Our day started and finished with some sort of car problem. Even as I write this we have no idea what is wrong but it hasn’t affected Maz’s performance. Yesterday I mentioned to The Newby that I thought the car sounded different and this morning it was very different. A bit like a loud air rushing noise. So we pulled over and straight away I noticed that a couple of clips had come loose around the cover from / to the snorkel. With those closed we restarted the  journey, and while the noise decreased there is still a whine when the car gets up to speed. So we stopped for some oil at Madura, which temporarily made it worse (someone left the empty oil bottle under the hood) but ultimately didn’t help with eliminating the noise. 

With nowhere to go but forward we kept on going and traversed the longest stretch of straight road in Australia before stopping for lunch and to wash off the dead bees. I had forgotten about the possibility of a bee swarm and just like the last time I crossed The Nullarbor, we stuck them and were through them before we even saw them. The Newby was driving and didn’t know what had happened! poor bees. He didn’t need to hit them that hard! 

In the Nagivator seat I had the task of finding us a spot for the night. Our choices were slim and with little alcohol on board we decided to pass Fraser Range homestead as it seems like a single night won’t do it justice, and head to Norseman. We eventually rolled into town to find everything except the pub closed but we did mange to secure a site in the caravan park for our last night on the road. It’s hard to believe this trip is almost over.

Sunday 14th January 2018
And just like that it’s our last day on the road. The have had an amazing trip again and been so fortunate to have the vehicle, camper and health to be able to complete this journey. We’ve seen some amazing things along the way and ticked more than a few things off the bucket list. Now it’s time to finish where we started, back in Perth, at home. But first we had a final chance to spot the same white van we have been overtaking all the way home. The drivers are a young couple who seems to be nursing the van along. We have passed them the last 3 mornings, and passed them again after each of our stops. A bit of a hare and tortoise story, and there they were at the petrol station this morning!

Today we chose to push on through, stopping only for a quick loo stop in Coolgardie, where it was raining, and for lunch in Southern Cross. We made it home in good time and have unpacked and floated around in a space that’s many times bigger than our little camper. In fact the room you’re in now is probably bigger than the camper! From tomorrow we will be working towards our next trip. There will be little local ones throughout the year and a bigger one planned to see in 2019. For now, if you want to know what it all cost, have a look here.

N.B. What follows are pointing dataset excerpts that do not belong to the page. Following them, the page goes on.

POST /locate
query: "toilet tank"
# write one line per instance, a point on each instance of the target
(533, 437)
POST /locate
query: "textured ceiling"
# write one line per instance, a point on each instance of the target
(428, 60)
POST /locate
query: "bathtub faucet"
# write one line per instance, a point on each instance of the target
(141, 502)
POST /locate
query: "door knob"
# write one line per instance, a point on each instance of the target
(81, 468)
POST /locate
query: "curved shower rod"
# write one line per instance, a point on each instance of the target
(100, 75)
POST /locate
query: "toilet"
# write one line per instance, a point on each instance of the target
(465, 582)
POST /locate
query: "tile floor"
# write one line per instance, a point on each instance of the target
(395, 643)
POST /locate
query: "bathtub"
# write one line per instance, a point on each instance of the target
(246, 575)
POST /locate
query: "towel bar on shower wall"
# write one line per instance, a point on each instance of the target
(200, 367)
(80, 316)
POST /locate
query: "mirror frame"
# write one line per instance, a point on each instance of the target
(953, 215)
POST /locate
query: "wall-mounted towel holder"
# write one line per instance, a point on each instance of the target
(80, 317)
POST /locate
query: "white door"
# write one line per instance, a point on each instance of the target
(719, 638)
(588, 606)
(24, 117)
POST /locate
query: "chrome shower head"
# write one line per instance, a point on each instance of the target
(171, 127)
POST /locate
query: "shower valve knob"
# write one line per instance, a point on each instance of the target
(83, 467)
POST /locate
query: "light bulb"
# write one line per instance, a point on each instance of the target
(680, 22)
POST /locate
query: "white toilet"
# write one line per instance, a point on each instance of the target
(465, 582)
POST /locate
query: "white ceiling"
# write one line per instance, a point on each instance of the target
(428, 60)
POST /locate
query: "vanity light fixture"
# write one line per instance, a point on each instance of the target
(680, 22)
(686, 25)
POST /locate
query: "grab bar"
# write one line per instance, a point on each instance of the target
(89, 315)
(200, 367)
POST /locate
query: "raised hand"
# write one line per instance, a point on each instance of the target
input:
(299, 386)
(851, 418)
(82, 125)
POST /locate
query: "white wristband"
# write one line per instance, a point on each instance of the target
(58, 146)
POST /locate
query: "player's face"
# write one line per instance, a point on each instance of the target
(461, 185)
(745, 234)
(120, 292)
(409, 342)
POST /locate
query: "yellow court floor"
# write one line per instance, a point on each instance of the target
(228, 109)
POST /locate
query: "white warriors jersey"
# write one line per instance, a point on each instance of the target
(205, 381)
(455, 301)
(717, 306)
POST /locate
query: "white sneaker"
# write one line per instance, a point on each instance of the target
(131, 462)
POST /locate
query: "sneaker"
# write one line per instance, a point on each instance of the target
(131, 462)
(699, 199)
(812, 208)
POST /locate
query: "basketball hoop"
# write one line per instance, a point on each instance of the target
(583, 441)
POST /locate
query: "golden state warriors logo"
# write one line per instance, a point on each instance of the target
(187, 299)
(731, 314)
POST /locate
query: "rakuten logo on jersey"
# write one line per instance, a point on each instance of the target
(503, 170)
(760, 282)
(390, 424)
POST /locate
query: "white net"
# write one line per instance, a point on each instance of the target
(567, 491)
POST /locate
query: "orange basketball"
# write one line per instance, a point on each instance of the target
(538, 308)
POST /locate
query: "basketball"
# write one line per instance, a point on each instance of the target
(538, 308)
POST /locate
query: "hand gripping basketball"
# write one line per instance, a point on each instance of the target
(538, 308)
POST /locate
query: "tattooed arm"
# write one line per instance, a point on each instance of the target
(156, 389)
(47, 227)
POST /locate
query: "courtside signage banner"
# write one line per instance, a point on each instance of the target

Otherwise, I hope you’ve enjoyed reading about  this adventure.

Post Script: We have been home a while now and have had the opportunity to have Maz serviced. The noise remains but the mechanic can’t find a cause and isn’t worried. We’ve had a hole in the muffler fixed but that doesn’t seem to have made a difference.
I’ve also had a chance to get the piece of Huon pine polished up. David at Perth Woodworking School did an amazing job and its hanging in pride of place above my dining table.